El presidente no tuerce la verdad, no es posmoderno en ese sentido. La verdad existe. Tanto, que está de su lado, orgullosa y pujante. La vérité c’est moi. El presidente miente sobre la realidad como justificado por aquella pseudo-realidad (su “transformación”, la “renovación nacional”, o como quiera llamarle) que vive sólo en su cabeza. Y mientras su frente luce el laurel de la gloria en su delirio demencial, en la realidad el megalómano narcisista lleva al país al barranco. En línea recta y sin escalas.
Que la mentira y el poder terminan no pocas veces en la misma cama lo enseña Maquiavelo en su popular—pero, de ninguna forma, más célebre—obra, De Principatibus, donde sugiere al príncipe la necesidad de parecer virtuoso antes que serlo, es decir, mentirle al pueblo manteniendo las apariencias. La verdad es un problema para el político porque hace al ser humano vulnerable, lo exhibe en su contingencia y radical necesidad. La mentira es coraza que se endurece a fuerza de repetición, hasta que, un día, la realidad misma parece haber cambiado de estación, vistiendo de rojos los verdes, o mostrando ramas desnudas que estuvieron antes vestidas. No deja de ser profundamente ilustrativo, a este respecto, la pregunta que Pilato hace a Jesús: Quid est veritas? La verdad en política es incómoda y no pocas veces peligrosa (cf. Lc 16:8) y, sin embargo, sin verdad la política se desdibuja, pierde todo su carácter público y se convierte en negocio privado, donde una cuadrilla de ladrones se reparten el botín de la sociedad.

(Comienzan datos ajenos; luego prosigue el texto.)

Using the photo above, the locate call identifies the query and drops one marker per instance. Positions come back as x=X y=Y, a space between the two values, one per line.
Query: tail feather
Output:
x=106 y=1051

Al final, el arte de gobernar, de administrar bienes comunes, sólo es auténticamente político cuando está coronado de sabiduría y, por ende, tiende una trayectoria que apunta a la verdad como fin (2 Cr 1:10). El político cristiano puede acabar, como Tomás Moro, derrotado, aplastado por un poder que se ha personalizado al grado de volverse tiránico (¡no hay que olvidar que la debacle de Enrique VIII comenzó, precisamente, con una mentira!) y, sin embargo, su testimonio de la verdad brilla con una fuerza que transfigura la acción política, convirtiéndola en servicio y, como tal, en un acto de amor. Moro vence a Enrique haciendo política auténtica.
Que la mentira sea una marca característica del actual presidente debe alarmarnos. La mentira sólo puede separar, enconar, destruir. Nuestro país está urgido de precisamente lo contrario: unión, reconciliación, reparación.